Today, UMass Amherst and many other universities and colleges were closed in the Northeast because of what was forecast to be a blizzard of historical proportions but, luckily, it did not quite earn that title in either NYC or Boston and we even managed to go out for a nice walk in Amherst once our driveway and street got plowed! The beautiful island of Nantucket, however, did get hit fiercely and is without power.
This week was also the week in which we had scheduled interviews of 4 candidates for a faculty position in my department. One managed to make it to the interview that took place yesterday but did not get out, as planned. The interviews for today and tomorrow got cancelled but they have been rescheduled for next week. Another candidate will be interviewed this Friday and we don't expect any delays due to weather.
It's been quite a bad winter in terms of travel to interviews. One of my doctoral students who is on the job market had major delays on one of her itineraries to a campus interview and arrived a day late (so much for showing up on time but these are matters beyond one's control). And, yes, the delays were at Chicago O'Hare where she ended up overnighting. On another interview trip of hers she arrived at 1AM, which was 4AM her body time since the destination was California. She managed the interviews but then her presentation got rescheduled 2 days afterwards - this is a new one for me - so it will have been a 5 day span rather than a 3 day span for the interview and visit!
Clearly, faculty job candidates need to be resilient! The interview itself may take two days, under the "easiest" of circumstances and one needs endurance from the breakfast meetings to dinners that can linger plus numerous meetings with faculty, administrators, including deans, and even staff. One has to be energetic, positive, and enthusiastic because the department is looking for a colleague and you are also being evaluated on how good of a fit you will be in terms of research, teaching, service, and collegiality!
It so happens that, at least in the fields of operations management and also operations research and management science many of the on-campus interviews take place in December, January, and February so there may always be issues with weather.
I recall a few years back when we were searching for faculty for 2 positions in my department and I was co-chairing the search committees. We brought 7 candidates in to the Isenberg School over 2 weeks in December and one of those candidates was here during a blizzard, when UMass closed. But, luckily, the University Club stayed open for us so that we could host him for a nice lunch! And, since he was originally from a region close to Siberia, he loved the snow!
One of my very successful former doctoral students (I have had quite a few of them), Dr. Jose M. Cruz, who is now an Associate Professor at the School of Business at the University of Connecticut and is also the Director of its great Master's Program in Business Analytics and Project Management, gave a great talk a few years ago in our INFORMS Speaker Series.
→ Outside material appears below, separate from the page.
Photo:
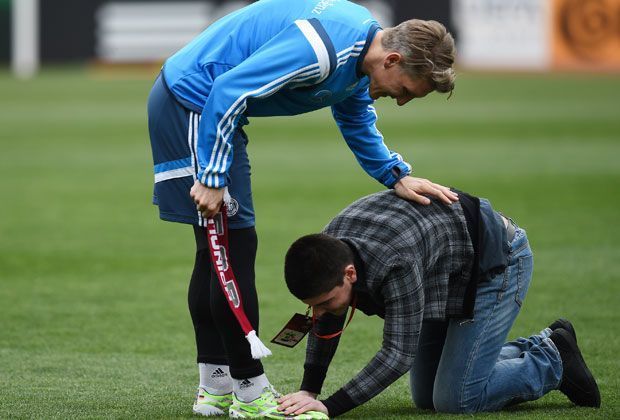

you can download it here. There are wonderful tips in the presentation to make your interview more pleasant for you and for the those who are interviewing you!
Also, The Chronicle of Higher Education produced a document, "The Quick and Relatively Painless Guide to Your Academic Job Search," which is free and you can access it through here. The guide is written by Dr. Karen Kelsky and it is excellent. The document contains nice graphics including those below illustrating the path of a job application.
Best of luck to all those on the academic job market and I hope that you find the above resources helpful.